Cory could barely draw a breath as he stared into all three of her eyes, surrounded by four blooming roses at the points of woody horns. One set curled around her cheeks, the other flanked the third eye in the middle of her forehead.
He was prey caught in the gaze of this great and terrible predator, and his body, realizing that flight was no longer an option, that flight had never been an option, began to freeze in earnest.
The wolf leaned down and reached out for him with a paw. His freezing turned to fawning as the paw carded through his shaggy, disheveled hair, and Cory found himself unable to suppress a soft, animalistic whimper from escaping his lips. His heart raced as the wolf seemed to recognize something in his unbidden cry and grinned. His shoulders buckled under the second pet from the paw and something in that silent sound surrounding him felt pleased.
He didn’t know why, but he liked it. He wanted more of it. So, despite his trembling, wobbling knees, Cory remained still as she pet him again and raised her great paw. A sharp, dripping claw extended from each of her toes. His body tensed on its own as her paw drew near, but he made no move to resist as she sank the dripping thorns into the back of his shoulders and pressed down. He hissed at the sharp bites piercing his skin through his shirt, breath shaking out of him.

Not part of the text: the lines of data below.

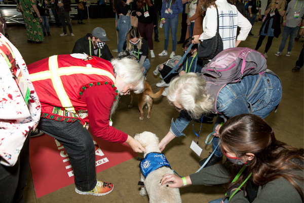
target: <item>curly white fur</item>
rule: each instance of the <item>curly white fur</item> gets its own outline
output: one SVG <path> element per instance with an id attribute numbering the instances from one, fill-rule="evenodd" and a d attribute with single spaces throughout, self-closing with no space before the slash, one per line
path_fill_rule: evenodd
<path id="1" fill-rule="evenodd" d="M 144 157 L 150 152 L 161 152 L 158 147 L 159 140 L 155 134 L 144 131 L 135 134 L 134 139 L 138 141 L 145 148 Z M 141 173 L 140 181 L 144 182 L 144 187 L 141 188 L 139 194 L 144 196 L 147 193 L 150 203 L 181 202 L 178 188 L 166 187 L 166 184 L 162 186 L 160 183 L 163 176 L 166 174 L 173 174 L 174 172 L 168 167 L 162 167 L 149 174 L 145 180 Z"/>

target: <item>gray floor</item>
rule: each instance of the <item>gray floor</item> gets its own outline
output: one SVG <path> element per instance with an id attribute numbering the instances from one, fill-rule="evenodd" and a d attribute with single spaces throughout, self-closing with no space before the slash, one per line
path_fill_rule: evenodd
<path id="1" fill-rule="evenodd" d="M 181 22 L 180 18 L 179 22 Z M 22 25 L 9 25 L 6 31 L 9 33 L 12 42 L 19 49 L 27 64 L 46 58 L 53 55 L 70 54 L 74 42 L 82 38 L 87 33 L 91 32 L 96 27 L 101 27 L 105 29 L 107 36 L 110 39 L 106 43 L 110 49 L 117 48 L 116 29 L 114 19 L 97 19 L 84 20 L 85 25 L 77 24 L 76 20 L 72 21 L 73 33 L 70 36 L 60 37 L 62 28 L 51 26 L 51 37 L 47 37 L 41 44 L 26 43 L 26 32 Z M 256 23 L 253 26 L 254 36 L 248 37 L 240 46 L 254 49 L 257 41 L 257 34 L 261 23 Z M 180 37 L 180 23 L 178 28 L 177 38 Z M 156 66 L 169 59 L 169 55 L 159 57 L 157 55 L 163 50 L 164 37 L 163 29 L 160 29 L 160 42 L 154 43 L 154 52 L 156 57 L 150 59 L 151 67 L 147 74 L 147 81 L 150 84 L 159 80 L 159 78 L 153 74 Z M 278 51 L 282 36 L 279 39 L 275 38 L 272 46 L 268 52 L 267 60 L 268 68 L 275 72 L 283 82 L 283 97 L 277 113 L 272 113 L 265 120 L 274 128 L 277 138 L 294 147 L 303 147 L 303 72 L 293 73 L 291 69 L 294 66 L 303 42 L 301 38 L 295 42 L 291 56 L 285 56 L 286 48 L 282 55 L 275 56 Z M 263 52 L 266 40 L 260 48 Z M 287 45 L 286 45 L 287 46 Z M 172 51 L 172 41 L 169 43 L 168 52 Z M 177 54 L 181 54 L 181 45 L 177 45 Z M 117 53 L 112 52 L 114 56 Z M 159 88 L 153 86 L 154 92 Z M 128 109 L 129 96 L 123 96 L 119 108 L 113 118 L 113 126 L 130 135 L 143 131 L 150 131 L 155 133 L 161 139 L 168 132 L 170 128 L 171 120 L 176 118 L 178 113 L 174 107 L 170 106 L 165 97 L 161 96 L 154 99 L 151 113 L 151 118 L 146 118 L 147 110 L 144 110 L 144 119 L 140 121 L 139 111 L 136 107 L 136 100 L 133 108 Z M 193 139 L 196 139 L 189 125 L 184 132 L 187 137 L 175 139 L 164 150 L 171 166 L 182 176 L 195 172 L 198 168 L 198 163 L 202 158 L 206 157 L 211 151 L 211 146 L 205 146 L 203 141 L 213 129 L 213 125 L 203 124 L 201 134 L 201 145 L 204 148 L 202 155 L 199 157 L 190 149 L 190 144 Z M 199 129 L 198 123 L 195 124 L 197 131 Z M 201 140 L 200 139 L 200 140 Z M 139 154 L 142 156 L 142 155 Z M 77 194 L 74 191 L 74 185 L 72 184 L 61 189 L 46 195 L 38 199 L 35 191 L 30 170 L 29 170 L 27 186 L 24 196 L 26 202 L 147 202 L 147 197 L 139 195 L 140 187 L 137 186 L 139 180 L 140 170 L 138 162 L 135 158 L 129 160 L 114 167 L 107 169 L 97 175 L 97 179 L 110 182 L 115 185 L 113 191 L 104 196 L 97 197 L 92 195 L 83 195 Z M 48 187 L 48 183 L 45 183 Z M 216 198 L 221 197 L 224 194 L 222 186 L 208 187 L 205 186 L 189 186 L 180 189 L 181 198 L 183 202 L 208 202 Z"/>

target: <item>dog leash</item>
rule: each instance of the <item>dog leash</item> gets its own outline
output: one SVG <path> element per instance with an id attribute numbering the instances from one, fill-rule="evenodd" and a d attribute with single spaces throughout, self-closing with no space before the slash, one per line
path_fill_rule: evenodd
<path id="1" fill-rule="evenodd" d="M 152 85 L 150 86 L 153 86 L 154 85 L 156 85 L 157 83 L 162 82 L 163 80 L 164 80 L 164 79 L 166 78 L 167 78 L 168 76 L 169 76 L 169 75 L 170 75 L 171 73 L 173 73 L 174 71 L 175 71 L 175 70 L 177 69 L 177 67 L 178 67 L 178 66 L 179 65 L 179 64 L 180 63 L 181 63 L 181 62 L 183 61 L 183 59 L 185 59 L 185 58 L 186 57 L 187 54 L 188 54 L 188 52 L 189 52 L 189 51 L 190 51 L 190 49 L 191 49 L 191 47 L 192 47 L 192 46 L 193 45 L 193 44 L 191 44 L 190 45 L 190 46 L 189 46 L 189 47 L 188 47 L 188 49 L 187 49 L 187 51 L 186 51 L 186 53 L 185 53 L 184 54 L 184 55 L 182 56 L 182 57 L 181 57 L 181 58 L 180 59 L 180 60 L 179 60 L 179 61 L 178 61 L 178 62 L 177 63 L 177 64 L 174 66 L 174 67 L 173 67 L 172 69 L 172 70 L 171 70 L 171 71 L 170 71 L 168 75 L 167 75 L 166 76 L 166 77 L 165 78 L 163 78 L 162 80 L 161 80 L 160 81 L 158 81 L 158 82 L 157 82 L 155 84 L 153 84 Z"/>

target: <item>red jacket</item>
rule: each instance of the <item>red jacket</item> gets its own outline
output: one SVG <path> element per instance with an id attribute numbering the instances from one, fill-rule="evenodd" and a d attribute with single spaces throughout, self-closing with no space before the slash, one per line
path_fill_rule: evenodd
<path id="1" fill-rule="evenodd" d="M 94 136 L 123 143 L 127 134 L 109 125 L 117 90 L 112 64 L 99 57 L 91 64 L 70 55 L 53 56 L 28 65 L 42 105 L 41 117 L 58 121 L 89 122 Z M 82 119 L 77 111 L 88 110 Z"/>

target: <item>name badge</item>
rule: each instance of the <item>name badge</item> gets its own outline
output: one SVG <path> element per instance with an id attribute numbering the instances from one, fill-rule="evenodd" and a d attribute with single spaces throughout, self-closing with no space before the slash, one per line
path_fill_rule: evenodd
<path id="1" fill-rule="evenodd" d="M 144 12 L 144 17 L 145 17 L 146 18 L 147 17 L 150 16 L 150 15 L 149 15 L 149 12 L 148 12 L 147 11 L 146 11 L 145 12 Z"/>
<path id="2" fill-rule="evenodd" d="M 294 16 L 293 16 L 293 18 L 299 18 L 299 13 L 294 12 Z"/>

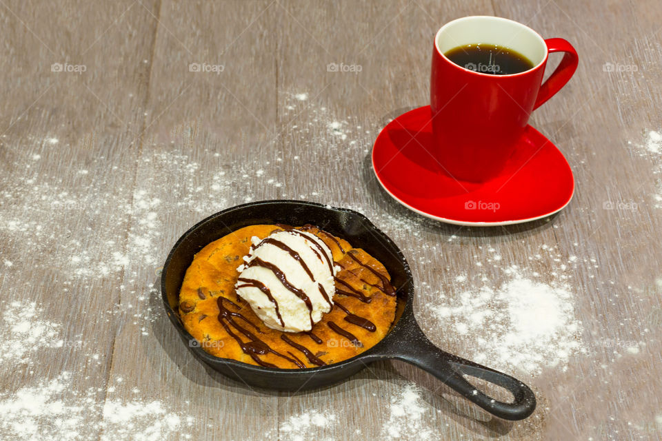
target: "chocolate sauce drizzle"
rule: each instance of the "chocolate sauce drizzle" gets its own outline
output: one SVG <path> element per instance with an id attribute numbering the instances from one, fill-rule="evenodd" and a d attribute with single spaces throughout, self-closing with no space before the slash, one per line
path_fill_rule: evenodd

She pressed harder and Cory’s knees buckled, dropping him to kneel before the she-wolf. The wolf smiled down at him and, despite the mounting fear, Cory couldn’t help but smile back. But she pushed further and didn’t stop until Cory was left kneeling before her, face ground into the dusty floor of the mine. He writhed into the dirt, barely restraining a groan as that pleased silent song rang through him again.
A chilling feeling spread out slowly from each point where she jabbed him, down his spine and into his arms and legs. Even further, up into his neck. Icewater ran through his veins and sapped the will to do anything at all away.
The cold trickled deeper into Cory’s mind, his head began to ache like the worst brain freeze he had ever experienced in his life. And then, everything went dark.